Milbemax - Nervengift und Hautzerstörungsmittel zugleich

Wie bereits im Leitartikel erwähnt, werden Entwurmungen nach dem Kalender durchgeführt - ohne Rücksicht darauf, ob Würmer vorhanden sind oder nicht. Darüber hinaus hat der Hamburger Tierarzt Dirk Schrader festgestellt, dass das Motiv des Tierhalters für sein Kommen in die Tierarztpraxis oftmals auch Zeitungsartikel sind, die saisonal zum Angriff auf die Parasiten blasen, die - wie dort meist behauptet wird - grundsätzlich in unseren Tieren leben. Hierbei werden die stärksten "Geschütze" aufgefahren - Nervengifte, die Lähmungen nicht nur bei den Würmern, sondern darüber hinaus auch Parästhesien und Verhaltensstörungen beim behandelten Tier auslösen können.
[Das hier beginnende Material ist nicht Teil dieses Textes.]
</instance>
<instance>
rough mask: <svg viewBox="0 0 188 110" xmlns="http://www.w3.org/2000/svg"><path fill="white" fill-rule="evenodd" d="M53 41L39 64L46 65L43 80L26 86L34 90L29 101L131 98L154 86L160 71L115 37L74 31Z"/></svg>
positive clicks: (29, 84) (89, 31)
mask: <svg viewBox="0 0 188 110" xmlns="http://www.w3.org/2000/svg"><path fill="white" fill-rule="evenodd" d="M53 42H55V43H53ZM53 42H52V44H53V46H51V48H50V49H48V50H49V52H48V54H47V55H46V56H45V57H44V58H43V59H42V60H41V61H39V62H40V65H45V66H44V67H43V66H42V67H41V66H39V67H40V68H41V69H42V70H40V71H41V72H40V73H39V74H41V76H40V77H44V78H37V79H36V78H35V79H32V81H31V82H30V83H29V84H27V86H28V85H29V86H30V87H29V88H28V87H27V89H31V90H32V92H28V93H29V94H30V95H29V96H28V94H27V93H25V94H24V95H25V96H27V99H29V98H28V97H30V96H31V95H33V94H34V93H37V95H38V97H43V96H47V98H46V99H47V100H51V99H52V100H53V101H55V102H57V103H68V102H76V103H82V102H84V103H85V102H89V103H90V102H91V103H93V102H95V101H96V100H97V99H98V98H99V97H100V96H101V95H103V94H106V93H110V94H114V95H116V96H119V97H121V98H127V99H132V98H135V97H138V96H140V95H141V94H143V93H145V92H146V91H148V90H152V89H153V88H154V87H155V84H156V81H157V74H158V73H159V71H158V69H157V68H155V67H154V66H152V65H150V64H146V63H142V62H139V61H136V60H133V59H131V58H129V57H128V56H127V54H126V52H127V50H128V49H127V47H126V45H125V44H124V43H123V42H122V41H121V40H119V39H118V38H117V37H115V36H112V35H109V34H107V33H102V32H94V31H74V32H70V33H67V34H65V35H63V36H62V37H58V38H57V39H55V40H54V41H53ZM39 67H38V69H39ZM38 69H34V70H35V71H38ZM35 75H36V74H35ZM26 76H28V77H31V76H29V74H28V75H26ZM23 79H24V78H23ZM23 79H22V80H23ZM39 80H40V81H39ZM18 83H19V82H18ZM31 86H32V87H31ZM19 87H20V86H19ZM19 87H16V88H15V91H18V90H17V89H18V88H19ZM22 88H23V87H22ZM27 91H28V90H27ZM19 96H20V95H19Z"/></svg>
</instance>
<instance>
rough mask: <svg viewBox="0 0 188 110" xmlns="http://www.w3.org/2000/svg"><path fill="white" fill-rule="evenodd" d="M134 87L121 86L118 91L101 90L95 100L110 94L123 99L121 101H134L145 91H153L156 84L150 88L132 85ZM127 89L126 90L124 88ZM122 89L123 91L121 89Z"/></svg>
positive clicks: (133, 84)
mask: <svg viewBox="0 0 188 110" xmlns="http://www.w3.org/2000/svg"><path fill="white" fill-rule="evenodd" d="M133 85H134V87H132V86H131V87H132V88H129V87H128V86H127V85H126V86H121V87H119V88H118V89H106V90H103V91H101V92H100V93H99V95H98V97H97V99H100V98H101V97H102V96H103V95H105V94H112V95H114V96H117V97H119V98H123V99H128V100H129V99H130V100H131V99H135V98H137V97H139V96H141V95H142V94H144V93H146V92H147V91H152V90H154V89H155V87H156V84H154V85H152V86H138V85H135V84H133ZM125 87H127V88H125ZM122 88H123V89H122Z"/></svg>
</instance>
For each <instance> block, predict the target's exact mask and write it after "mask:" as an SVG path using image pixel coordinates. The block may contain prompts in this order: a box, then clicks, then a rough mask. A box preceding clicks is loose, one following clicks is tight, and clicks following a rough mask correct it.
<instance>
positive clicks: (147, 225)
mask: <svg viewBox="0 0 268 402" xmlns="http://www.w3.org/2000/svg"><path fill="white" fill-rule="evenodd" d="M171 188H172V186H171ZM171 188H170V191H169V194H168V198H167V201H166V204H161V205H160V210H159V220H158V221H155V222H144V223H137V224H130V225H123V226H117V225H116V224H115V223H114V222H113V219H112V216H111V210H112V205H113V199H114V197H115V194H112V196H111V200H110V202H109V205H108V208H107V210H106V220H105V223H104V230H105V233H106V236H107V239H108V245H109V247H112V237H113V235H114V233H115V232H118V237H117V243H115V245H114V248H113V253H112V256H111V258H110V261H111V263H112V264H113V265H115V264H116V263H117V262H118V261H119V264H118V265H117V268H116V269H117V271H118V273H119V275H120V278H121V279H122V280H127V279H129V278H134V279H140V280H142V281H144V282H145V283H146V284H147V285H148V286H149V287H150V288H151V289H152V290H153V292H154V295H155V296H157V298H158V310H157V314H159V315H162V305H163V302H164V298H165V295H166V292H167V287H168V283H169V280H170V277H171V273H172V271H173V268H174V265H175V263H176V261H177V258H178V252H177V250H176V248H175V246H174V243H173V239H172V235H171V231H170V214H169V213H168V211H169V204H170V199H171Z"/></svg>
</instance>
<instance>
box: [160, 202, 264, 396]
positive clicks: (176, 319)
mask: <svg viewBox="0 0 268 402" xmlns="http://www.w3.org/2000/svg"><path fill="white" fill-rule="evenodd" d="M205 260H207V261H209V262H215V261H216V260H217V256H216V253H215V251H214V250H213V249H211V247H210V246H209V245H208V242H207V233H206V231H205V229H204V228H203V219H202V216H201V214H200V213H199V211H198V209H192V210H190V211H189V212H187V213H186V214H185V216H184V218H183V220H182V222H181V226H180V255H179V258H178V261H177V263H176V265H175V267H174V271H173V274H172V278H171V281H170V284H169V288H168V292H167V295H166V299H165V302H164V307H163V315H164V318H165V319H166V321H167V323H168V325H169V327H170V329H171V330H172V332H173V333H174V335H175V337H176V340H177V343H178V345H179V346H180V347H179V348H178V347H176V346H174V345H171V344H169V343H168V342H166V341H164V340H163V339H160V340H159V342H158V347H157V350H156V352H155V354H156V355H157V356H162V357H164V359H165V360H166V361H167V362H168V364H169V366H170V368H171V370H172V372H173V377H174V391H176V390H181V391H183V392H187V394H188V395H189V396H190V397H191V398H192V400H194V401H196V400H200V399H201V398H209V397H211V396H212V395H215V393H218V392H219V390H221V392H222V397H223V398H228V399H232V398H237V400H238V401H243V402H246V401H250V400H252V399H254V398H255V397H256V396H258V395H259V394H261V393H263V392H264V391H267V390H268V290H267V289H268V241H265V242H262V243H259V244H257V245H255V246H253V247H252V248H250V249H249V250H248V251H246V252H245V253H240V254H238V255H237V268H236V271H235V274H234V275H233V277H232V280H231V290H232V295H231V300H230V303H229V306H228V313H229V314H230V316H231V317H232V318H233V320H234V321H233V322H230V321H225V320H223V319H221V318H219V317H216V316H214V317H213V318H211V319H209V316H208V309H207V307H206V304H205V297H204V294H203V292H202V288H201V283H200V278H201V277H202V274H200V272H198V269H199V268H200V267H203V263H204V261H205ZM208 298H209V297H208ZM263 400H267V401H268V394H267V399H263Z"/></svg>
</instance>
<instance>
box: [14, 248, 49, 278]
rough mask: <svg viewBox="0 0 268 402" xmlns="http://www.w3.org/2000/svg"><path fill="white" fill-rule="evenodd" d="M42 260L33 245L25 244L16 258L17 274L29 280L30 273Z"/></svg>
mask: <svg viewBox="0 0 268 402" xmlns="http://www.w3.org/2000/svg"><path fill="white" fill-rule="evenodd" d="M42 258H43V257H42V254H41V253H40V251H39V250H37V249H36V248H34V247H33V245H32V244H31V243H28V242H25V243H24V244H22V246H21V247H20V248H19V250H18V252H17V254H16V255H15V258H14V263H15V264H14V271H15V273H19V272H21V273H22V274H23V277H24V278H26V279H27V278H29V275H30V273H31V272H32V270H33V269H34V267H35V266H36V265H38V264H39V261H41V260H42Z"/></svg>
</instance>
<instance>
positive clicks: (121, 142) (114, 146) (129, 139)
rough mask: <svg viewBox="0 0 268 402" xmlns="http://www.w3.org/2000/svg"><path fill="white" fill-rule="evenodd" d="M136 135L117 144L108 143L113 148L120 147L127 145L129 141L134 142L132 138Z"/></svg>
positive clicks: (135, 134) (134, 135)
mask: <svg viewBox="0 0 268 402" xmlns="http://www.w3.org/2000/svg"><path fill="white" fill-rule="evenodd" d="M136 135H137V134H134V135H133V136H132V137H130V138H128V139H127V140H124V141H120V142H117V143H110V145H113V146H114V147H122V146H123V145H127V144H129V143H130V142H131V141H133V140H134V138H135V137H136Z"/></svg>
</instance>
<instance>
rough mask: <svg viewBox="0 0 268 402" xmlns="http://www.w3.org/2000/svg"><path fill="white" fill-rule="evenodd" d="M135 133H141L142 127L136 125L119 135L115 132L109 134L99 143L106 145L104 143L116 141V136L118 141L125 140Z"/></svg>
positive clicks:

Diese gefährlichen Nebenwirkungen werden billigend in Kauf genommen vor dem Hintergrund, dass gesunde Tiere selten von Parasiten befallen werden und dies außerdem mehr als deutlich durch das befallene Tier angezeigt wird.

 

Das Entwurmungsmittel wird gekauft, weil "Samstag ist" und weil, "die Ehefrau es so gesagt hat" trägt der "zum Einkauf" geschickte Ehemann in der Tierarztpraxis zu seiner Entlastung vor. Dirk Schrader hat hierüber einen Beitrag geschrieben, aus dem außerdem wieder einmal deutlich wird, dass der Verkauf von Entwurmungsmitteln, zu dem die Tierärzte angehalten werden, am wenigsten zur Gesundheit der Haustiere beiträgt, sondern nur für gesunde Einnahmen der Hersteller sorgt.

 

Üblicherweise wird die Wurmkur mit dem Medikament "Milbemax" durchgeführt. Dieses Medikament führt zum vorzeitigen Schlüpfen bestimmter Herzwürmer, deren Larven dann knotenartige Gebilde unter der Haut bilden, die sofort aufbricht, wenn sich die Larven weiterentwickeln. Die so gewonnene Erkenntnis über das Vorhandensein von Herzwürmern bezahlt das "behandelte" Tier mit großen Qualen und nicht selten auch mit dem Tod.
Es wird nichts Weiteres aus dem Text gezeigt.